Les sociétés abakuas ont gardé le cap et ont conservé précieusement l'héritage de la tentative de sauvetage inégale et épique des étudiants. En effet, ce sont des membres de cette fraternité qui se sont immolés ce jour-là. En 1971, Manuel Cuéllar Vizcaino, journaliste passionné et ami de Nicolas Guillén, publia dans la revue La Gaceta de Cuba, de l'Union des écrivains et artistes de Cuba (Uneac) (n° 89), un article révélateur intitulé Un movimiento solidario con los ocho estudiantes de Medicina (Un mouvement solidaire avec les huit étudiants en médecine), dans lequel il citait des sources documentaires fragmentaires mais illustratives, et il suivit la piste d’éléments fournis par les dirigeants des sociétés de La Havane.
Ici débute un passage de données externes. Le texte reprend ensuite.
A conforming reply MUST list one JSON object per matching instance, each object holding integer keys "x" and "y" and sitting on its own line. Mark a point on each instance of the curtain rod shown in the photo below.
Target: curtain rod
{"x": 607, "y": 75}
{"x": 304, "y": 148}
Dans la même revue de l’Uneac (n° 5, sept. 1998), l'écrivain, chercheur et activiste social Serafin Tato Quiñones a approfondi le sujet dans le texte Historia y tradicion oral en los sucesos del 27 de noviembre de 1871 (Histoire et tradition orale dans les événements du 27 novembre 1871). Pour que cela ne reste pas lettre morte, depuis 2006, Tato, accompagné de jeunes intellectuels et religieux, organise une marche jusqu’à l'intersection des rues Morro et Colon, où, à l'ombre d'un jagüey, de façon très modeste, on se souvient des ñáñigos (membre de la société abakua) anonymes, puisque c’est près de lui que le cinquième héros de cet acte donquichottesque fut assassiné.
Depuis lors, chaque année, la commémoration a gagné en participation et en perspective. Le Conseil suprême Abakua et d'autres organisations de la société civile parrainent l'initiative, à laquelle se sont également joints le Bureau de l'Historien de la ville et la Commission José Antonio Aponte, de l'Uneac, les fondations Fernando Ortiz et Nicolas Guillén, ainsi que le gouvernement de la capitale. Il ne s'agit pas d'une célébration religieuse, mais patriotique. Ces dernières années, des étudiants de nos campus universitaires y ont participé, ainsi que beaucoup de gens du peuple qui voient dans ce rendez-vous une occasion de réflexion nécessaire. Les appels de la maison de l’Afrique et d'intellectuels tels que Ramon Torres Zayas et Sinesio Verdecia, ainsi que les efforts du député Orlando Gutiérrez Boza, ont également toute leur importance.
Le sous-programme sur la mémoire historique du Programme national de lutte contre le racisme et la discrimination raciale, approuvé en novembre 2019 et dont les résultats sont encourageants, peut et doit faire beaucoup pour promouvoir, populariser et imprégner de cohérence une commémoration qui renforce la couleur cubaine de notre identité.